Albert Einstein famously said, “I know not with what weapons World War III will be fought.”, but in this version of a dystopian future, Dave uses a kyber-crystal fuelled cowbell, whilst Lance prefers to rely on his street-fighter skills.
50ml Alamedapocalypse Gin
10ml dry vermouth
Add ingredients to a mixing glass with ice and stir vigorously (for at least 20-30 seconds). Strain into a pre-chilled cocktail glass.
The coriander leaf (cilantro) notes from the gin really come through in a Martini, adding floral, leafy notes with a hint of citrus.

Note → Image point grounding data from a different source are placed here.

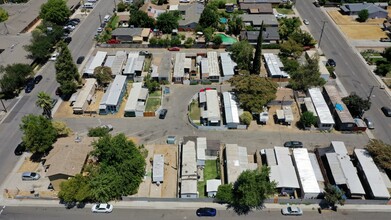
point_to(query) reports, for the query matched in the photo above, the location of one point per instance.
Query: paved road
(10, 135)
(154, 130)
(85, 214)
(351, 70)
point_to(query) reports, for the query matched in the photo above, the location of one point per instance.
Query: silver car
(291, 211)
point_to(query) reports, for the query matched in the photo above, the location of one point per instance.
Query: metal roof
(179, 68)
(213, 64)
(284, 173)
(274, 66)
(321, 107)
(201, 148)
(212, 185)
(306, 173)
(158, 168)
(134, 93)
(213, 107)
(97, 61)
(114, 93)
(84, 93)
(372, 174)
(230, 108)
(118, 62)
(227, 64)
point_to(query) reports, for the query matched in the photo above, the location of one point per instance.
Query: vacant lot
(370, 30)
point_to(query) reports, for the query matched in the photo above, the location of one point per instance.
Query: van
(106, 18)
(88, 5)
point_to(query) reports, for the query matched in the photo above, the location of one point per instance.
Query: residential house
(374, 10)
(191, 14)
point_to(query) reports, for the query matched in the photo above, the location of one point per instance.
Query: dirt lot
(370, 30)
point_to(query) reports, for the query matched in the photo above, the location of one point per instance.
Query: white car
(53, 57)
(291, 211)
(102, 208)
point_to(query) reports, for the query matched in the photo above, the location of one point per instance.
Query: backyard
(210, 172)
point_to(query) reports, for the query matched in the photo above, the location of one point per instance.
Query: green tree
(307, 119)
(224, 193)
(246, 118)
(44, 101)
(307, 76)
(103, 75)
(253, 92)
(67, 74)
(209, 17)
(38, 133)
(55, 11)
(363, 15)
(250, 190)
(121, 168)
(356, 105)
(334, 195)
(381, 153)
(242, 54)
(61, 128)
(166, 22)
(140, 19)
(258, 53)
(75, 189)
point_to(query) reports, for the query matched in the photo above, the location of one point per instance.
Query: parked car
(20, 149)
(174, 49)
(109, 127)
(38, 79)
(369, 123)
(331, 62)
(30, 176)
(163, 113)
(291, 211)
(293, 144)
(206, 212)
(102, 208)
(80, 60)
(386, 111)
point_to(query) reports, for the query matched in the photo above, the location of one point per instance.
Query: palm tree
(44, 101)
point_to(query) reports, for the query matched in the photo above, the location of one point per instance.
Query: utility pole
(321, 33)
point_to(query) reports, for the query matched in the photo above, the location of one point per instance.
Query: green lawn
(210, 172)
(195, 112)
(152, 104)
(284, 11)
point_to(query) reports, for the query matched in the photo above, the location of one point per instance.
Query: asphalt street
(32, 213)
(10, 135)
(351, 69)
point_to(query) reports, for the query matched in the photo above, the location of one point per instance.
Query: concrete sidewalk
(188, 205)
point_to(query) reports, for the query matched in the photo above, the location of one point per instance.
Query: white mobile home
(325, 119)
(85, 96)
(98, 60)
(135, 105)
(111, 100)
(231, 110)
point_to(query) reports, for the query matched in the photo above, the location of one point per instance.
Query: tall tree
(38, 133)
(67, 74)
(44, 101)
(249, 191)
(55, 11)
(242, 54)
(307, 75)
(356, 105)
(253, 92)
(258, 53)
(166, 22)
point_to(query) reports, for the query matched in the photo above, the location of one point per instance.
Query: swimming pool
(227, 39)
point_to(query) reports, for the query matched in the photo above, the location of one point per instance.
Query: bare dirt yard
(370, 30)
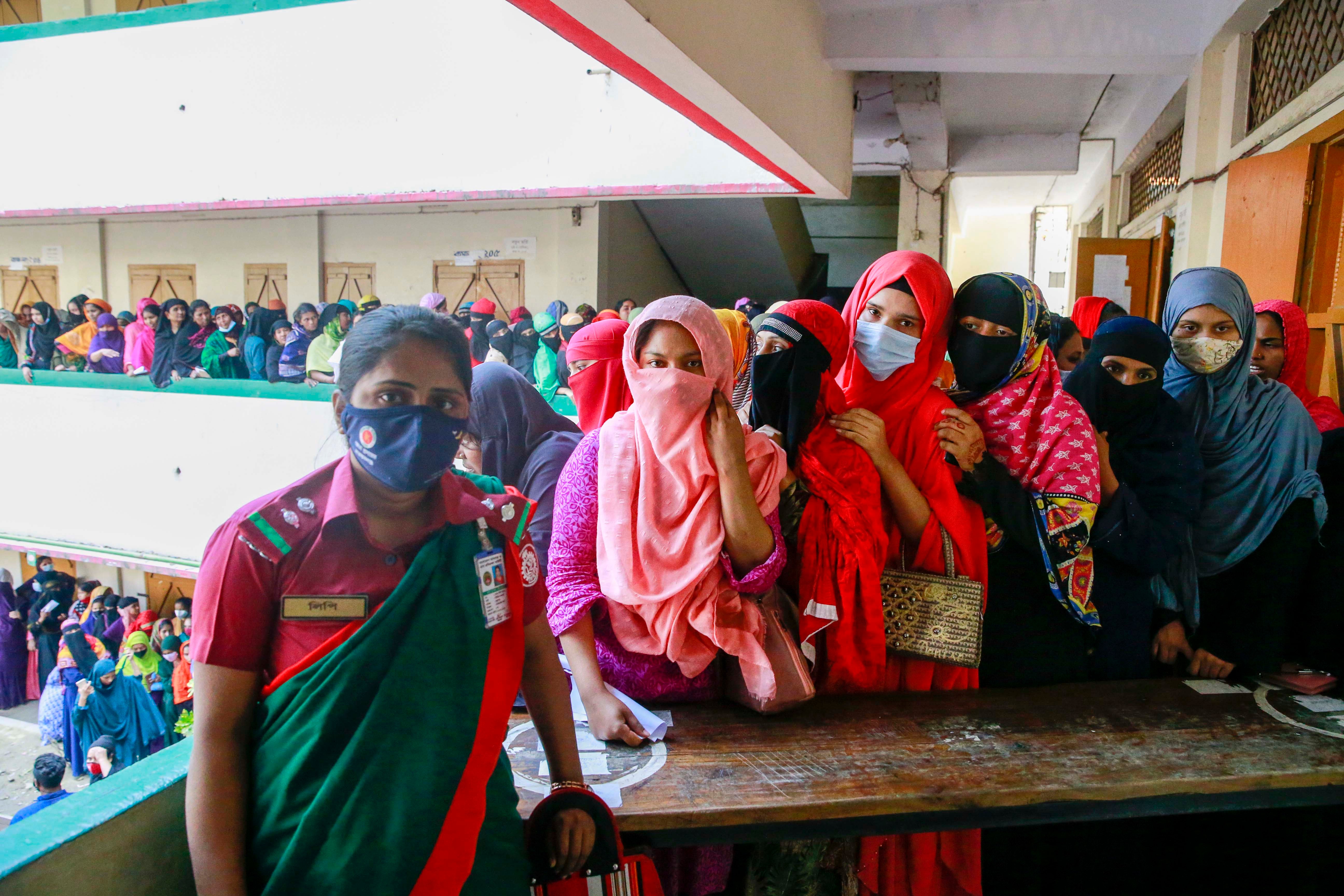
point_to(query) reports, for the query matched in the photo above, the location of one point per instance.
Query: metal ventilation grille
(1300, 42)
(1158, 177)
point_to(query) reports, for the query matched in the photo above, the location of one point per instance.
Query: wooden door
(268, 285)
(502, 283)
(163, 590)
(1124, 272)
(33, 285)
(1265, 225)
(456, 283)
(1322, 287)
(135, 6)
(349, 281)
(162, 283)
(1160, 269)
(21, 13)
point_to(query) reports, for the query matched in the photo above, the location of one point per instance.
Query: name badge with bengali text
(324, 608)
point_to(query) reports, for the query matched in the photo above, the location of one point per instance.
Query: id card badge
(494, 587)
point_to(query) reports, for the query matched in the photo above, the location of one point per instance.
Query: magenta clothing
(573, 584)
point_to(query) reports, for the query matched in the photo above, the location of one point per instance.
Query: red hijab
(841, 551)
(909, 404)
(600, 389)
(1323, 409)
(1088, 313)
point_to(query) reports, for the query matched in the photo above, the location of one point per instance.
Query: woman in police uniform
(326, 761)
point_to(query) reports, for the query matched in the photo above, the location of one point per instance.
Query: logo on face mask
(418, 444)
(1206, 354)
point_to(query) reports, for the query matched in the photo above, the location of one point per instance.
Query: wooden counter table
(909, 762)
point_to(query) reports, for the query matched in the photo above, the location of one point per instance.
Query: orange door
(1265, 223)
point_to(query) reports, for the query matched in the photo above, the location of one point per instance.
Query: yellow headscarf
(738, 330)
(139, 667)
(79, 339)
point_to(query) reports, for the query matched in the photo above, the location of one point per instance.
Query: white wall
(404, 242)
(631, 262)
(343, 100)
(991, 244)
(183, 464)
(79, 238)
(407, 246)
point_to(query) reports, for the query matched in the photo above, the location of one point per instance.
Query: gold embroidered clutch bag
(935, 617)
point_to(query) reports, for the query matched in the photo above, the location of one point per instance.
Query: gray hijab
(1258, 443)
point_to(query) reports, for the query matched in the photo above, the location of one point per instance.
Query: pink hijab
(659, 523)
(140, 340)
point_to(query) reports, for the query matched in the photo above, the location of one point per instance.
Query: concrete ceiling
(1022, 85)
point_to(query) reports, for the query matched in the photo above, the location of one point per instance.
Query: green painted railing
(239, 389)
(123, 835)
(158, 15)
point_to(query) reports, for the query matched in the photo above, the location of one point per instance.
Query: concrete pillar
(921, 221)
(1209, 93)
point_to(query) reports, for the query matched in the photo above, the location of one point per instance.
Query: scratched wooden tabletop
(928, 753)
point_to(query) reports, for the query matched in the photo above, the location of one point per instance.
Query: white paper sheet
(1320, 703)
(656, 725)
(588, 741)
(1111, 273)
(1214, 686)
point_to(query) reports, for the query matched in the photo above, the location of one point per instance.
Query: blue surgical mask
(407, 448)
(882, 350)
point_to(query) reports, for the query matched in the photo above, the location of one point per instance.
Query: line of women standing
(1123, 519)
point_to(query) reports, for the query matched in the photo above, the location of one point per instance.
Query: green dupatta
(214, 358)
(377, 761)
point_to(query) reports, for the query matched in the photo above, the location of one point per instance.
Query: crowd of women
(1151, 502)
(1130, 499)
(112, 679)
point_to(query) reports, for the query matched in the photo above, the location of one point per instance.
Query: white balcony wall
(402, 242)
(150, 472)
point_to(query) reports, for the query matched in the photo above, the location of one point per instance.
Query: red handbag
(608, 872)
(792, 679)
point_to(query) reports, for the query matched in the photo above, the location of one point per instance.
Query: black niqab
(983, 363)
(786, 386)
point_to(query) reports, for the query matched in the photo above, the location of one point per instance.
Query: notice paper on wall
(592, 764)
(521, 248)
(1111, 273)
(655, 723)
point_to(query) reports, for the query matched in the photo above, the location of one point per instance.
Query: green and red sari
(377, 761)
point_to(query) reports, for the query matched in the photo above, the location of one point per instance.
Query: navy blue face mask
(408, 448)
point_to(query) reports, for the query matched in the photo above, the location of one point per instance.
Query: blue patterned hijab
(1257, 441)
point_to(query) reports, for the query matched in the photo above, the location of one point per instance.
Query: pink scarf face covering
(660, 524)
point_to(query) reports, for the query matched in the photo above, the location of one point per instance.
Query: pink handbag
(792, 680)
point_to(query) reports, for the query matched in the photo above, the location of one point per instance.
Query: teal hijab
(1257, 441)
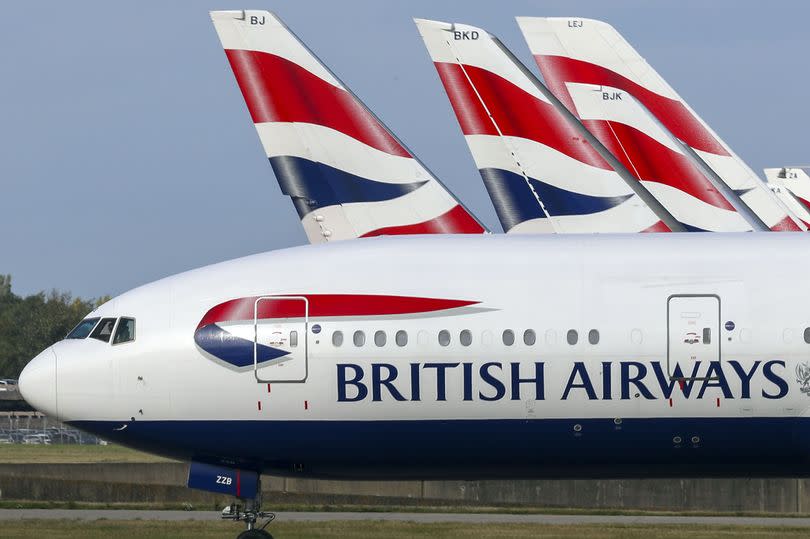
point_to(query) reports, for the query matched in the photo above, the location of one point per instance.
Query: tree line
(30, 324)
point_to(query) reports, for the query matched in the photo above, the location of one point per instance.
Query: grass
(72, 454)
(373, 529)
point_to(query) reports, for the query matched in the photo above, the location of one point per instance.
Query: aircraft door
(693, 332)
(280, 325)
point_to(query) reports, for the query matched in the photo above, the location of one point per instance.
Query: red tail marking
(786, 225)
(278, 90)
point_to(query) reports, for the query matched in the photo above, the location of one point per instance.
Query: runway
(427, 518)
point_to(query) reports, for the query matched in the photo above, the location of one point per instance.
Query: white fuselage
(652, 354)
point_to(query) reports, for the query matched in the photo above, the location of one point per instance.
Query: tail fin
(540, 175)
(347, 174)
(792, 186)
(577, 54)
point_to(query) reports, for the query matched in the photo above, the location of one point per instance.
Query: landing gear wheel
(254, 534)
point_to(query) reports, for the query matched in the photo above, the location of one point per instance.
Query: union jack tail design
(540, 175)
(347, 174)
(592, 69)
(792, 186)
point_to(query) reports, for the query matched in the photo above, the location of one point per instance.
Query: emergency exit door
(280, 325)
(693, 332)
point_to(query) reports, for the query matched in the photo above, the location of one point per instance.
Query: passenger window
(444, 337)
(401, 338)
(508, 337)
(125, 332)
(103, 330)
(379, 338)
(422, 337)
(83, 329)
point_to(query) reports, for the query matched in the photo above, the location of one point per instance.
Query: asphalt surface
(482, 518)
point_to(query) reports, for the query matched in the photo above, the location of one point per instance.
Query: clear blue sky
(127, 154)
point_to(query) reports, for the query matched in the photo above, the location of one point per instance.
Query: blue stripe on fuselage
(527, 448)
(232, 349)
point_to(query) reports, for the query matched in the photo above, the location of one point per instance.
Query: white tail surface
(586, 52)
(347, 174)
(792, 186)
(540, 175)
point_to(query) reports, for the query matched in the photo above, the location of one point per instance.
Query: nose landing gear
(250, 513)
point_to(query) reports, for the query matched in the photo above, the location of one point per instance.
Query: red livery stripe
(660, 226)
(650, 160)
(322, 305)
(277, 90)
(454, 221)
(557, 70)
(516, 112)
(786, 225)
(804, 201)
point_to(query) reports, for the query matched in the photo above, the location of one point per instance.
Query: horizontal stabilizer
(346, 173)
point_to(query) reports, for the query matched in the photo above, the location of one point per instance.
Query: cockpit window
(82, 330)
(125, 331)
(103, 330)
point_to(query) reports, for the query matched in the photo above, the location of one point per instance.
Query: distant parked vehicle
(37, 439)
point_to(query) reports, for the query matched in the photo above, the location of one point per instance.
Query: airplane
(592, 69)
(347, 174)
(792, 186)
(453, 356)
(540, 171)
(481, 75)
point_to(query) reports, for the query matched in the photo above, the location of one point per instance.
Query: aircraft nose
(37, 383)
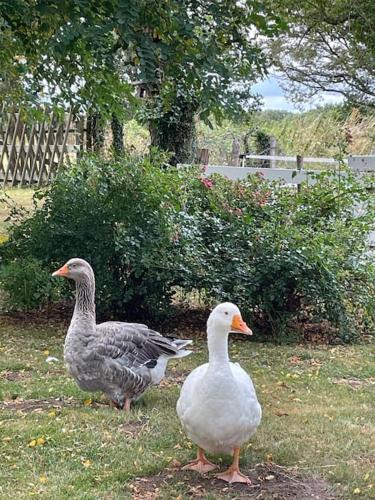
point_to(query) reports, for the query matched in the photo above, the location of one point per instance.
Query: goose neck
(85, 298)
(217, 340)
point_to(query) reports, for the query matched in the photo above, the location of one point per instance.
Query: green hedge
(149, 230)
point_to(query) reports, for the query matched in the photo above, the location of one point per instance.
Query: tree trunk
(117, 135)
(175, 132)
(95, 133)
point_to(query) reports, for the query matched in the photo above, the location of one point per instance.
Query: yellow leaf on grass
(37, 442)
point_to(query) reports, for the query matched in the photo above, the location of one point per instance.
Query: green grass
(310, 423)
(11, 197)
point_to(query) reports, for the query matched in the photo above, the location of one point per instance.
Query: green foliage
(27, 285)
(117, 216)
(92, 54)
(284, 257)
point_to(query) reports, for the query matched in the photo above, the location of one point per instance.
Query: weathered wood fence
(32, 153)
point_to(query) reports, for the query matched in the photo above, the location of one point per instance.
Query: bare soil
(269, 481)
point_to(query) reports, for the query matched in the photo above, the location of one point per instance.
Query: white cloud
(274, 97)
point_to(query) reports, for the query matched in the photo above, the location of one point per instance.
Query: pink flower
(208, 183)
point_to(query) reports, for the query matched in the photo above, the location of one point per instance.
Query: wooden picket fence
(33, 153)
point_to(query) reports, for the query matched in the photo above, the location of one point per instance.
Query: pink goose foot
(201, 464)
(233, 473)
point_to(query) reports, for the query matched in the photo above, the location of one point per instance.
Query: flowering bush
(284, 257)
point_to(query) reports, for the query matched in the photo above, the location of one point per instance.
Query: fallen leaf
(175, 463)
(295, 360)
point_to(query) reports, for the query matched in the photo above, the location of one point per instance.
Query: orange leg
(201, 464)
(233, 474)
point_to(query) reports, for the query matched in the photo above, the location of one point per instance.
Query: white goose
(218, 406)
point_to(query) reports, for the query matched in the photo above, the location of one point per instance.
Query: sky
(274, 98)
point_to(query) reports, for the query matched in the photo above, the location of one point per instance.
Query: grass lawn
(18, 196)
(318, 426)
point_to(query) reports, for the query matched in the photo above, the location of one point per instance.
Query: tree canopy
(91, 53)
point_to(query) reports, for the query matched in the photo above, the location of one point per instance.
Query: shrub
(116, 215)
(27, 285)
(283, 257)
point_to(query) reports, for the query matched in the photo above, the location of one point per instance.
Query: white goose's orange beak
(63, 271)
(239, 326)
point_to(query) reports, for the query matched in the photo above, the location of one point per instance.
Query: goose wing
(132, 344)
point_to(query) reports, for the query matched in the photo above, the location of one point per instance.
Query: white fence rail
(294, 177)
(290, 159)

A dash of cracked black pepper sprinkled over the top is a wonderful garnish.
Three Minutes to Midnight
50ml Alamedapocalypse Gin
15ml lemongrass and ginger gordial
Shake ingredients with ice and strain into an ice-filled tumbler. Top up with around 150ml of sparkling water. Garnish with lemon peel or, for a touch of class, a piece of lemongrass.
A flavoursome and complex drink full of exotic, fruity flavours; in particular, the lemongrass and cilantro, followed by a warm tingle of black pepper and ginger. Spicy, yet refreshing, this would make a lovely accompaniment to a Thai curry.